Cabezas, the only member of the foundation who is not visually impaired, told The Tico Times many other Latin American countries, including Chile, Guatemala and El Salvador, already offer their visually impaired citizens the means to vote in secret.

Seeking to change the situation here, foundation president Eric Chacón has filed complaints with the TSE and a suit before the Constitutional Chamber of the Supreme Court (Sala IV), claiming the current system violates blind voters’ rights to privacy.

However, Hectór Fernández, Electoral Program Coordinator for the tribunal, told The Tico Times last week that the TSE doesn’t have the time or infrastructure to print and deliver Braille ballots (TT, Jan. 27).

Castillo said he and other foundation members decided to make the special ballots to show the tribunal it wouldn’t be that hard. Each set of three sheets, or plantillas – one each for the presidential, legislative and city council elections – cost only ¢750 ($1.50) to produce, Castillo said. A fellow member made various sets of the sheets in approximately two hours.

It’s impossible to estimate what the cost would be of providing such a ballot to all of the country’s 75,000 visually impaired potential voters, Cabezas said. The per-ballot cost would undoubtedly drop if they were machine-made on a mass scale.

Still, whatever the cost, “I can guarantee you it’s nothing compared to what the parties spend on their propaganda… propaganda that isn’t even accessible for many disabled people,” he added.

Castillo said he expects visually impaired voters to use the special sheets at the polling stations in Santo Domingo de Heredia, north of San José, and San Rafael de Alajuela, northwest of the capital. The foundation may produce additional plantillas – new sets must be produced for each canton, since legislative and city council candidates are different for each – if more interested voters call the foundation before the election.

The foundation is seeking notaries to document secret voting by visually impaired citizens on Sunday, so the foundation can bring this proof to authorities as they continue to lobby for equal rights, Cabezas said.

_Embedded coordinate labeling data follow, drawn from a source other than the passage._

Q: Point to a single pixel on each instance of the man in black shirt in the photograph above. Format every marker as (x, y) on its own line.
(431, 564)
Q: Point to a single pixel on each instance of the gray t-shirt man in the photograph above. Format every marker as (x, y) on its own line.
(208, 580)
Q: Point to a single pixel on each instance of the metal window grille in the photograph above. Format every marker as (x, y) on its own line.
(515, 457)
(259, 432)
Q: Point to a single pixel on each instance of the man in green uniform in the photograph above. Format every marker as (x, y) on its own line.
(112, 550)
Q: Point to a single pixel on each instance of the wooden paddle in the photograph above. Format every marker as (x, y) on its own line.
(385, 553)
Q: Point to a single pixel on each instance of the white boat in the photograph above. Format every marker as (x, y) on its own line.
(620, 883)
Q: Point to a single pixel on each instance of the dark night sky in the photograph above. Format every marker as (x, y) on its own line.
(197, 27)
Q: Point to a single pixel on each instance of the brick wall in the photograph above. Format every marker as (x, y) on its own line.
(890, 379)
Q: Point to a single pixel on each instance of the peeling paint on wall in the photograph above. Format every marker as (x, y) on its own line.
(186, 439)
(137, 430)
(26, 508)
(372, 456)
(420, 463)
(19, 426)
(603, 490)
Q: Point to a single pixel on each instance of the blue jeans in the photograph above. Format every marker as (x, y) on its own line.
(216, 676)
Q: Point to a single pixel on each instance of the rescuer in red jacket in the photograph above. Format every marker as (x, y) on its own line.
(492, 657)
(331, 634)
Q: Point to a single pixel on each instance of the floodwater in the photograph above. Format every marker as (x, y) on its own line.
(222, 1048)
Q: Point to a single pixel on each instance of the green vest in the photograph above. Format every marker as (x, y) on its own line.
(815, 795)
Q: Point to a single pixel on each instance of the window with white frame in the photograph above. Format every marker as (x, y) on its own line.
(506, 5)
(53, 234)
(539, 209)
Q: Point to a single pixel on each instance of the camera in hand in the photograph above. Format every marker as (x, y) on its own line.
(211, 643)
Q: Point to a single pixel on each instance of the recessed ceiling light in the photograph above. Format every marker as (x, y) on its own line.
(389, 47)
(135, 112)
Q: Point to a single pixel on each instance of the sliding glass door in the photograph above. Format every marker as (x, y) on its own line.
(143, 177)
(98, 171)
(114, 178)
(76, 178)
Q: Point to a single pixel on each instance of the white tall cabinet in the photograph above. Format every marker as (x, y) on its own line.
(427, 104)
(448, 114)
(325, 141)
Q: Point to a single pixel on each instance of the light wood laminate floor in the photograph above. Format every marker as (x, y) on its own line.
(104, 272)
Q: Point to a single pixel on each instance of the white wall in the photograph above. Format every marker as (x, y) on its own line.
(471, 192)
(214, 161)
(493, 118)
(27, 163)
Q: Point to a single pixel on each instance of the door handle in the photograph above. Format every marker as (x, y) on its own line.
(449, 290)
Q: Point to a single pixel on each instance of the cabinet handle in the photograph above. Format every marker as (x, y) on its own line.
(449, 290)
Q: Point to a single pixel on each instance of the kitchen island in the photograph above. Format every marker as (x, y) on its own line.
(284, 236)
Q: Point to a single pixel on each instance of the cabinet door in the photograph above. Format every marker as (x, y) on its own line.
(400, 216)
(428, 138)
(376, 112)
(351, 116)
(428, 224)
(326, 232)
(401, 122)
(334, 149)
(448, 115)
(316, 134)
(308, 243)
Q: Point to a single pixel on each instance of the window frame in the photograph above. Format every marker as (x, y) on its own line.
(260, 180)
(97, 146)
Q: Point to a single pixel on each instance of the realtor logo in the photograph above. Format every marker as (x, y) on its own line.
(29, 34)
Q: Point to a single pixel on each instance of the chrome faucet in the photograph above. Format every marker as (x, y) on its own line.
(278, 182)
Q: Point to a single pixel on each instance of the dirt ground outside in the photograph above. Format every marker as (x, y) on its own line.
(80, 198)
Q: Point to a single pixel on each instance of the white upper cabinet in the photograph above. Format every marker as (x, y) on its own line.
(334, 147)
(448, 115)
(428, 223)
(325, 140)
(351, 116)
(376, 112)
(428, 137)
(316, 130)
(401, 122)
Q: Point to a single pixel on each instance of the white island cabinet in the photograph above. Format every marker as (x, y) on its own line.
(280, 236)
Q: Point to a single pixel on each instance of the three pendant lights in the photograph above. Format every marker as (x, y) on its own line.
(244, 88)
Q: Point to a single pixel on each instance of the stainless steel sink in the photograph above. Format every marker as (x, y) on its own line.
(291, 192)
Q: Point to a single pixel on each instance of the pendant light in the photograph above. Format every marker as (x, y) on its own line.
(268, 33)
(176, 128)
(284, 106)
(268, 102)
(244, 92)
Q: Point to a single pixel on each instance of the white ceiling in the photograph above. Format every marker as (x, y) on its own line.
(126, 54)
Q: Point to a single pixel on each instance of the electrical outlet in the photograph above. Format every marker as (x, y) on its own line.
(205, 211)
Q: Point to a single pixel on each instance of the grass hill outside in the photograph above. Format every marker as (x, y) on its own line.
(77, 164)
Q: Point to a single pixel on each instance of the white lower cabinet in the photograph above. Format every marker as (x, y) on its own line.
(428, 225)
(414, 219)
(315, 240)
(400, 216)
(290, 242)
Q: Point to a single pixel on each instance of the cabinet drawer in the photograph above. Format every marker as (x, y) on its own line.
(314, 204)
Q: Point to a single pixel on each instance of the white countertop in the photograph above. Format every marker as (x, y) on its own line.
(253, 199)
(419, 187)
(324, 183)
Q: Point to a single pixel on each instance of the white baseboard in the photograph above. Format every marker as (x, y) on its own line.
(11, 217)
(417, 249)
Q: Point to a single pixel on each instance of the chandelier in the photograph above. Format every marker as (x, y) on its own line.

Interested notaries should contact the foundation at 836-6231. Visually impaired people who would like to participate in the secret vote should call 874-7374.

Asked what will happen if officials at the voting stations refuse to let voters bring the sheets into the voting booth with them, Castillo was ready for the question.

“They’d be violating the Constitution,” he said. “All public documents have to be accessible. The ballot is a public document.”